Across the globe, numerous trials are being announced to evaluate whether standards and technologies from the world of digital broadcasting can be adapted and married with mobile cellular services for access through converged handheld devices.

Nokia is piloting DVB-H with wireless tower operator Crown Castle in the United States and Bridgeway Networks in Australia. Trials are also taking place with O2 in UK and a limited trial has been going in Finland among others.

Crown’s network will rival Qualcomm’s U.S. network, called MediaFlo, which will not work with DVB-H. Qualcomm claims its own TV network is better suited for mobile devices, requiring less energy and allowing quick channel switches.

Consumer demand in doubt, or is it?

Strategy Analytics believes that the momentum that has been rapidly built behind mobile broadcasting is unfounded. “Consumer demand for paid for Mobile TV remains highly uncertain, and we remain unconvinced that consumer appetite for mobile TV services exists outside of niche segments,” according to Phil Taylor, Director, Strategy Analytics Global Wireless Practice.
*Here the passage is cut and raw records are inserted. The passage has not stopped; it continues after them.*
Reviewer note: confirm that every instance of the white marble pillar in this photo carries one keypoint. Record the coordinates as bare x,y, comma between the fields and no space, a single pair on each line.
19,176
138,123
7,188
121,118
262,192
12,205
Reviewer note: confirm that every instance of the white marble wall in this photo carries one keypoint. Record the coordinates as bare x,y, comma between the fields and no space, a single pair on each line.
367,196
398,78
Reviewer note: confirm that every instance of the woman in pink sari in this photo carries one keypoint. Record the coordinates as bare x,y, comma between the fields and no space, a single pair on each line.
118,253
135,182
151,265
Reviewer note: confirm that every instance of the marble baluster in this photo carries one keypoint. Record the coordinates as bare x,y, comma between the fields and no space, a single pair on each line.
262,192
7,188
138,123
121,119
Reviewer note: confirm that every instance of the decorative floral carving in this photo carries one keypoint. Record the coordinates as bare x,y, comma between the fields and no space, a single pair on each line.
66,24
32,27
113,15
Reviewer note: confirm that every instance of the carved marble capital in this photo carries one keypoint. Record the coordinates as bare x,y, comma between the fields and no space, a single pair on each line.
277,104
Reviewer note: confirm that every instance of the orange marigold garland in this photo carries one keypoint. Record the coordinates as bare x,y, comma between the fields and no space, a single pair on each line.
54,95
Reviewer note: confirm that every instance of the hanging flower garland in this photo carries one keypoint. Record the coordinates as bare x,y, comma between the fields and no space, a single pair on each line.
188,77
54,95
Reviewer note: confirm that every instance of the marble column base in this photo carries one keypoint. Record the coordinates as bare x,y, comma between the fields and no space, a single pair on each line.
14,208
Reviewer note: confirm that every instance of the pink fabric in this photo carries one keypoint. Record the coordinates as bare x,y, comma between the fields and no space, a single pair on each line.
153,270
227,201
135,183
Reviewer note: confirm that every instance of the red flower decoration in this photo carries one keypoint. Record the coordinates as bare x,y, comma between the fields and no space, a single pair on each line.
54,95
Still, the Berlin trial by Nokia and Vodafone showed 80 percent of consumers would want TV services on their mobiles and would be willing to pay on average 12 euros a month extra for it.

The business case is still largely open. According to a Merrill Lynch note about the 3GSM fair in Cannes the European operators appear to be unclear at this time about how the mobile TV service will be priced, and there are still issues with battery life and screen size.

In Taylor’s opinion operators have the perfect opportunity in 3G to see if mobile video services will fly, without further extending themselves into the provision of broadcast services.

Cedric Ponsot, CEO of Vivendi Universal’s Mobile International agrees and says that the mobile industry, as ever, was fixated on the next big thing rather than developing applications and revenues for networks available today.

Four challenges

David Kerr of Strategy Analytics puts the doubts this way: “Beyond the basic business case and potential cannibalization factors, mobile TV faces four key challenges:

“The technology roadmap is far from stable; regulation and low spectrum availability may also act to slow the spread of services; beyond the technophile segment there is slow diffusion of media-enabled devices; and uncertain revenue models and value chain reconciliation will deter content industry participation.”